The last six years of Elizabeth’s reign saw an extraordinary outpouring of madrigal publications by Weelkes and Wilbye, lesser composers such as Kirbye, Farmer and Bennet, and of course by Morley himself. Morley died in 1602 and the Queen the following year; thereafter madrigals began to pass out of fashion, to be replaced by lute songs on the one hand and more ‘popular’ ditties by such composers as Ravenscroft on the other. Post-Elizabethan ‘madrigals’ sometimes embrace one or other of these influences: Gibbons’s The silver swan (published in 1612) is similar to Byrd’s earlier consort songs, with the melody clearly in the top voice; Weelkes’s Ha ha! this world doth pass (1608) is a roistering alehouse song far removed from the cultivated world of the madrigal.

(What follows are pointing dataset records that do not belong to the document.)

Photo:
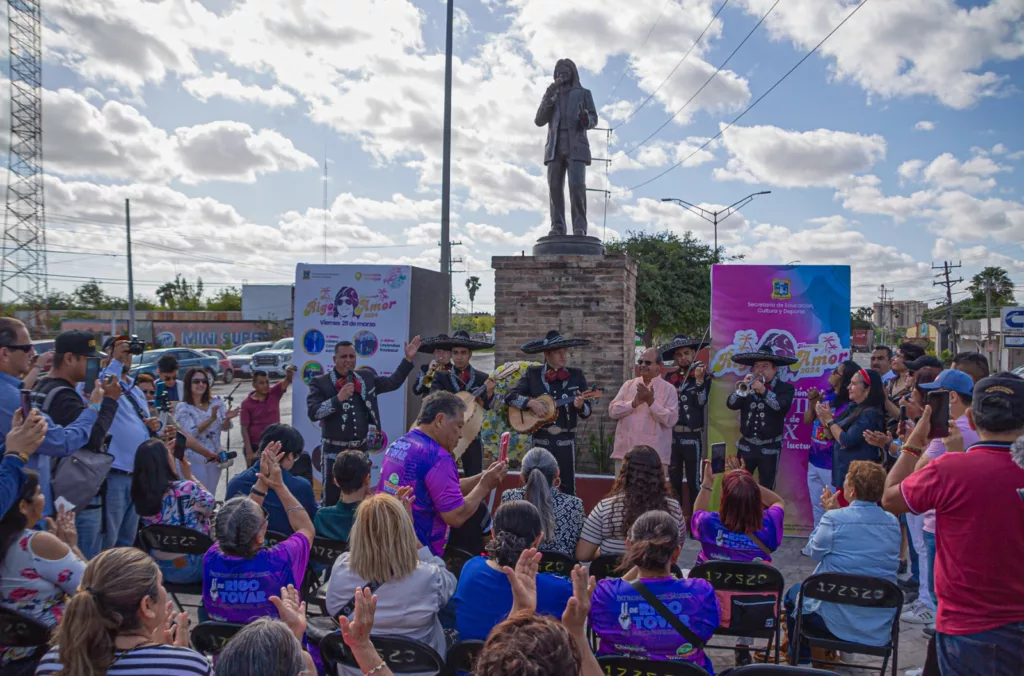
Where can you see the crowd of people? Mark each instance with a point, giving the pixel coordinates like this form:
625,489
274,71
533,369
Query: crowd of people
890,494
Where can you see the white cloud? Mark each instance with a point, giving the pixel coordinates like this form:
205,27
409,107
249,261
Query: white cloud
794,159
218,84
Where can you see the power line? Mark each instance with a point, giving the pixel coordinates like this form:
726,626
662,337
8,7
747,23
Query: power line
673,72
749,108
708,81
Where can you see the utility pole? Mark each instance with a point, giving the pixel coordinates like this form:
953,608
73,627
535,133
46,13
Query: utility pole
131,285
948,284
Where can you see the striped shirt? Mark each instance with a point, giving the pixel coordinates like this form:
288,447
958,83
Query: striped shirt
147,661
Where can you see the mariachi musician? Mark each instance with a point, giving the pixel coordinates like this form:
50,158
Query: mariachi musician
763,400
692,382
440,363
462,377
560,381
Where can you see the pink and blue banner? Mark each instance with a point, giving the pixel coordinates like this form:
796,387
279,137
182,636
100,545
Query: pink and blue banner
800,310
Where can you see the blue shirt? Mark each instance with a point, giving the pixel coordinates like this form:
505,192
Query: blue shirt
244,481
483,597
58,442
861,539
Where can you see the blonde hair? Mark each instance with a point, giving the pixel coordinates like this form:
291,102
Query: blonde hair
107,604
382,545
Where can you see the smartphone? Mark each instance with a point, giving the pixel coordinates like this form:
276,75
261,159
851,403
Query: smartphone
940,415
91,374
503,447
179,446
26,404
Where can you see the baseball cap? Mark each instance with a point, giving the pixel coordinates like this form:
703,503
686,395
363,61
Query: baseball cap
955,381
1008,387
76,342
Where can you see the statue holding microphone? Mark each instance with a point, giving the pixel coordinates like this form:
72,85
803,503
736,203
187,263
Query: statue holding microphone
568,111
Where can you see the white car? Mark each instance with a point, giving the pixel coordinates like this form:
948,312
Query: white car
273,360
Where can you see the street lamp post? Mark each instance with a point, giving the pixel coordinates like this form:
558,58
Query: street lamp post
716,217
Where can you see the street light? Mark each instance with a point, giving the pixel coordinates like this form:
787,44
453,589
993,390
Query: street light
713,216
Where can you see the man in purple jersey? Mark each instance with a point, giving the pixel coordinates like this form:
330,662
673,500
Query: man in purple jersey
423,460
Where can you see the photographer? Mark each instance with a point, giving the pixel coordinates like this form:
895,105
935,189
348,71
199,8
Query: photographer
55,395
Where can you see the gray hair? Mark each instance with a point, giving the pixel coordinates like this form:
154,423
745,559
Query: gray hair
438,404
539,469
236,525
264,647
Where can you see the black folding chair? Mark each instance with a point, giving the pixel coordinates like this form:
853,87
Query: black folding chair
462,656
181,542
17,630
754,588
617,666
402,656
862,591
211,637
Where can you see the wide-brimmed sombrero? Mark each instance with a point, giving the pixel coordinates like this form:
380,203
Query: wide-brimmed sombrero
669,351
553,340
461,339
765,353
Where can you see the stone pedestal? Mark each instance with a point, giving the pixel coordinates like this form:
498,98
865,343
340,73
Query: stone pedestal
586,296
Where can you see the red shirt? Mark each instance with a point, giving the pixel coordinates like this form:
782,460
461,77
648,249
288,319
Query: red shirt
979,536
260,415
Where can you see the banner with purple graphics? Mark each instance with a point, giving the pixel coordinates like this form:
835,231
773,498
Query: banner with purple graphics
800,310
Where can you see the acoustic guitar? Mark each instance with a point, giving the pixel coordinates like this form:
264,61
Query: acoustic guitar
525,421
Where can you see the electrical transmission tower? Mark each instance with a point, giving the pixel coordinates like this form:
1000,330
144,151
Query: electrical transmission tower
23,269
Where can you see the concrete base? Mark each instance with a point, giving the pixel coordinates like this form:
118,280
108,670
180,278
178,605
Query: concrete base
568,245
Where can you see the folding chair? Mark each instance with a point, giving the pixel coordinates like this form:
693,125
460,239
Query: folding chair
402,656
747,586
862,591
182,542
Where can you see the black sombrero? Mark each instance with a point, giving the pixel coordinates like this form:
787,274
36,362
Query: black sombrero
461,339
765,353
669,351
553,340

The last books of madrigals were published in the 1620s, completing the impressive total of 36 volumes of The English Madrigal School (the name given to it by Edmund Fellowes, the English clergyman who transcribed and republished it all between 1913 and 1924). Fellowes summed up the English madrigal thus:
Nothing is more astonishing in the whole history of music than the story of the English school of madrigal composers. The long delay of its appearance, lagging behind the Italian school by no less than half a century: the suddenness of its development: the extent of the output: the variety and the originality as well as the fine quality of the work: the brevity of its endurance, and the completeness with which it finally collapsed: all these factors combine to distinguish the madrigal school as the strangest phenomenon in the history of English music. (Orlando Gibbons, 1951, p. 74)
For such an apparently familiar form, there is much that is still not known about the English madrigal. No clear evidence exists about performance, though some general conclusions are possible. Unlike the Italian madrigal, which was intended for professional singers to perform at court and so was sometimes quite elaborate and virtuosic, it seems likely that the English madrigalists envisaged domestic amateur performance: rather little overt technical virtuousity is found in the individual voices of the English madrigals, though the musical difficulties of co-ordinating the sometimes complex textures can be considerable. In a domestic environment, music must be adapted (and adaptable) to available resources: the phrase ‘apt for voices or viols’ appears on the title pages of several madrigal publications. The present recording opts for unaccompanied vocal performances, though the instrumental substitution or doubling of voices was no doubt common. The number of singers per part seems unlikely to have been fixed. Some madrigals clearly work best with solo voices on each line; others, such as Draw on, sweet night, seem to call for choral performance. A maximum of ten singers is here used for these items.
The best clue to performance style was given by Morley, in his Plain and Easy Introduction. The English madrigal was never as ‘literary’ as its Italian model, yet texts are all-important—though curiously, hardly any English madrigal texts can be identified, except where they are translations of an Italian original; possibly it was customary for the composers themselves to write them. Morley advises the would-be composer of madrigals (and also, surely, the performer) to ‘possess yourself of an amorous humour (for in no composition shall you prove admirable except you put on and possess yourself wholly with that vein wherein you compose), so that you must in your music be wavering like the wind, sometime wanton, sometime drooping, sometime grave and staid, otherwhile effeminate…and the more variety you show, the better shall you please’.